Appellant assumed that Mr. Cobb was his father until he was six or seven years old when he was told by his mother that decedent was his father. Appellant received cards and money from decedent when he was about 13 years* old and had telephone conversations with decedent when he was about 14 years old. Appellant’s mother first introduced him to decedent after she» and appellant moved back to the St. Louis area. Appellant was 16 years of age at the time and it was the first time he had ever seen decedent.

There was substantial evidence that there was a close association between appellant and decedent after they met. Appellant worked for decedent in his store. There was testimony from employees and relatives that decedent introduced appellant as his son and referred to appellant as his son in conversations from time to time. Appellant participated in decedent’s funeral as a member of the family. However, decedent’s ex-wife testified that decedent said he did not know for certain whether he was the father of appellant.

Appellate courts are required to exercise caution before reversing a judgment because it is against the weight of the evidence and should do so only if there is a firm belief that the decree or judgment is wrong. Murphy v. Carron, supra.

There is a strong presumption that a child born in wedlock is legitimate. At common law the presumption was conclusive but today it is rebuttable although clear, cogent and convincing evidence is required to overcome the presumption. In re L_, 499 S.W.2d 490, 492[1, 2] (Mo.banc 1973).2 The burden of proof necessary to *510overcome the presumption of legitimacy is an onerous one. The evidence must not only be clear, cogent and convincing but such that no conclusion other than illegitimacy can be reached. Brown v. Brown, 609 S.W.2d 223, 227[7] (Mo.App.1980).3 The required burden of proof has not been met by appellant.

There was no evidence that Mr. Cobb did not see his wife during the time she was associating with decedent.
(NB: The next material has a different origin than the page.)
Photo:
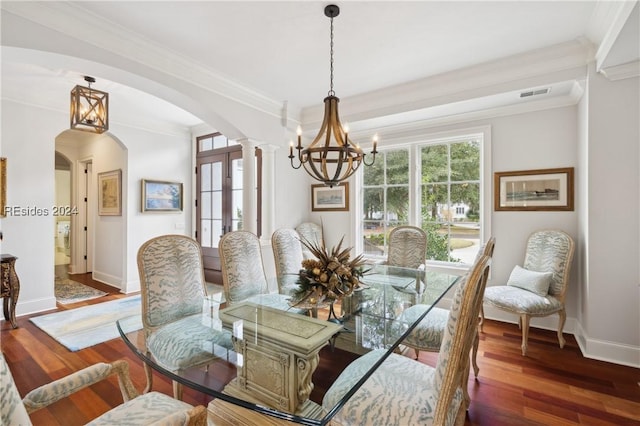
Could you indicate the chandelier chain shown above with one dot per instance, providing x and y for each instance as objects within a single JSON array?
[{"x": 331, "y": 92}]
The testimony showed that they were separated, he living in Chicago and she in East St. Louis. But there was no evidence that he did not travel to East St. Louis during 1955 or 1956, nor that she did not travel to Chicago. The evidence was not such that no conclusion other than illegitimacy could be reached. Mrs. Palay’s naming of Mr. Cobb as the father on appellant’s birth certificate and her statement under oath in the divorce petition that Mr. Cobb was appellant’s father conflicts sharply with her testimony on deposition, long after the birth, that decedent was the father.
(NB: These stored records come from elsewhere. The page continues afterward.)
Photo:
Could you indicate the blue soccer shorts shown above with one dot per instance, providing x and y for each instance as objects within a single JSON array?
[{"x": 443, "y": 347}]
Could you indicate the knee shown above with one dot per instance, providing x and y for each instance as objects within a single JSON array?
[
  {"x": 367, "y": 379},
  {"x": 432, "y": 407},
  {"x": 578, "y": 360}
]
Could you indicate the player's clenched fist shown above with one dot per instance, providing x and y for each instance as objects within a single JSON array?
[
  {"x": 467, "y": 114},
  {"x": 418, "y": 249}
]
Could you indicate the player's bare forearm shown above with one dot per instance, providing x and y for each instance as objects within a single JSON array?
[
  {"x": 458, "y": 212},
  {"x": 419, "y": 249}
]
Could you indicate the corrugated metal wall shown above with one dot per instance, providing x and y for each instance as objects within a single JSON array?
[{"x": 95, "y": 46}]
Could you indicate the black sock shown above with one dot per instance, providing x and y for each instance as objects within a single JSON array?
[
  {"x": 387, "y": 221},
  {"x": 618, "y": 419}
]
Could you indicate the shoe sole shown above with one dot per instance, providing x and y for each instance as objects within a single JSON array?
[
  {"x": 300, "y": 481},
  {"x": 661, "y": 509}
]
Appellant cites no cases to support his assertion that the judgment of the trial court was against the weight of the evidence. He only re-argues and emphasizes the testimony of his witnesses concerning the relationship of decedent and appellant in the years before decedent’s death, and the hearsay statements of witnesses to the effect that decedent had introduced appellant as his son. A thorough review of the testimony requires the conclusion that appellant did not adduce the clear, cogent and convincing evidence necessary to rebut the presumption of legitimacy.

The judgment is affirmed.

CRIST, P. J., and REINHARD, J., concur.

. Emanuel Bryant will be referred to in this opinion as decedent.

. Judge Hogan of the Missouri Court of Appeals, Southern District, believes that the presumption falls somewhere between “conclusive” and “rebuttable” and is of a special nature because of the higher degree of cogency of the substantial evidence required to rebut the presumption. In re I_, 461 S.W.2d 529, 532[2] (Mo.App. 1970). See also Simpson v. *510Blackburn, 414 S.W.2d 795 (Mo.App.1987); L_ v. R_, 518 S.W.2d 113 (Mo.App.1974).

. Other cases ruling on the burden of proof necessary to overcome the presumption of legitimacy are: J.M.L. v. C.L., 536 S.W.2d 944 (Mo.App.1976); JD v. MD, 453 S.W.2d 661 (Mo.App.1970); F_ v. F_ 333 S.W.2d 320 (Mo.App.1960); Ash v. Modern Sand and Gravel Co., 234 Mo.App. 1195, 122 S.W.2d 45 (1938).